Et si je suis désespéré que voulez-vous que j'y fasse ? C'est par cette phrase que se conclut l'entretien accordé par Günther Anders (1902-1992) à Mathias Greffrath en 1977. La traduction française de cet entretien est parue en 2001 aux éditions Allia. Réimpression, 2022, ce qui m'a valu de pêcher l'ouvrage dans ces boites à livres que l'éditeur met à disposition des libraires... Peut-être même bien parce qu'elle trouve un écho puissant en moi face à "la situation" que je me dispenserai bien de qualifier plus avant, tant elle est à bien des égards devenue proprement inqualifiable.

L'entretien est une bonne introduction au parcours philosophique de cet écrivain qui a traversé le siècle et est passé au travers de ses soubresauts les plus sombres. Deux de ses professeurs, Husserl & Heidegger, bénéficient de positionnements très formateurs pour l'amateur de philosophie que je suis. Souvent, un entretien bien mené avec un auteur est une bonne manière de faire la connaissance d'une personnalité dont nous ne savions rien auparavant. Cette incursion par son intermédiaire dans la philosophie allemande, puis l'anti-nucléaire et le pacifisme, est riche de possibles sujets d'approfondissements conceptuels personnels. Il avait autour de 75 ans lors de cet entretien: il avait été interrogé comme d'autres personnes qui avaient dû quitter l'Allemagne en 1933 dès la prise de fonction de Hitler aux commandes de la chancellerie, avec la complicité de la droite chrétienne. G. Stern/Anders se présente comme un philosophe de la morale (32) autant que comme littéraire: "plus de la moitié de ce qu['il a] écrit relève de la littérature, même si ... c'est de la littérature politique et philosophique." (37)

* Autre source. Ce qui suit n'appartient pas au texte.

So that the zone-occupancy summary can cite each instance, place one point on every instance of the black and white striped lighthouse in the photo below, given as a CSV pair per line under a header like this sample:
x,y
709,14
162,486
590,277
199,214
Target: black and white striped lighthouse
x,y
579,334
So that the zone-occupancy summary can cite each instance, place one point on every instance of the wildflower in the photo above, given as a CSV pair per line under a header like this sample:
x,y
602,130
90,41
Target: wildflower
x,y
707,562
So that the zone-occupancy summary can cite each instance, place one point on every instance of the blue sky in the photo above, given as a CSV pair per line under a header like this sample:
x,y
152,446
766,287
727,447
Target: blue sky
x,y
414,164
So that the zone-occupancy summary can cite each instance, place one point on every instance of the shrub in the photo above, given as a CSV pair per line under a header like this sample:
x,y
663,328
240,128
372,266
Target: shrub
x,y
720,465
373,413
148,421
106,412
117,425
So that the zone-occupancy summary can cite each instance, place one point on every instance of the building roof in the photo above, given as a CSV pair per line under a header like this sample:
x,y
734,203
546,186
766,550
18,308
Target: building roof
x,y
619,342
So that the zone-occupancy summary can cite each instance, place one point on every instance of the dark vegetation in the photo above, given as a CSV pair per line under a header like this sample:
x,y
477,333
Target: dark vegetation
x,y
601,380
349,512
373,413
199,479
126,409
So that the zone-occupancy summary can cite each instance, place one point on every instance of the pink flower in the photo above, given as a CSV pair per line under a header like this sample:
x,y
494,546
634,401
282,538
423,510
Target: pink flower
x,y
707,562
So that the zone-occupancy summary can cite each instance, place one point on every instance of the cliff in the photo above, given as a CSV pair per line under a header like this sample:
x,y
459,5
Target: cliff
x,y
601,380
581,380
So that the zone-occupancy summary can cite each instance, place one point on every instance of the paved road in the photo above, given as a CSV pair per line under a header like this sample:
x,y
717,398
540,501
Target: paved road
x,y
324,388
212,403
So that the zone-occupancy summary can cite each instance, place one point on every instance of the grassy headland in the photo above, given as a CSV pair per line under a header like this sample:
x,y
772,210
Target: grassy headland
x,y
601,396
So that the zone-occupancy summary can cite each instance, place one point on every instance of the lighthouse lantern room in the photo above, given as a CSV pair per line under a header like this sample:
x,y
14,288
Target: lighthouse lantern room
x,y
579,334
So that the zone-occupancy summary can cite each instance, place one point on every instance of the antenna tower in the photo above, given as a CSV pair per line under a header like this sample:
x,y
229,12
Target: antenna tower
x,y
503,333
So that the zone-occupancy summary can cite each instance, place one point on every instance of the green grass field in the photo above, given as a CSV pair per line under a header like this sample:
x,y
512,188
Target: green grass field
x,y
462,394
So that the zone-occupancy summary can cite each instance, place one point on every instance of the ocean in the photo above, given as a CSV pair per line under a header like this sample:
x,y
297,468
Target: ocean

 De ce penseur-activiste, les éditions Allia ont également publié L'émigré qui m'a laissé forte impression à la lecture tant la langue native est au centre de ce décentrement majeur que représentent ces exils successifs auxquels son appartenance l'a contraint avant qu'il ne rejoigne un pays germanophone qui n'était originellement pas le sien, l'Autriche, pays de naissance de Hitler... La vie a de ces ironies, parfois.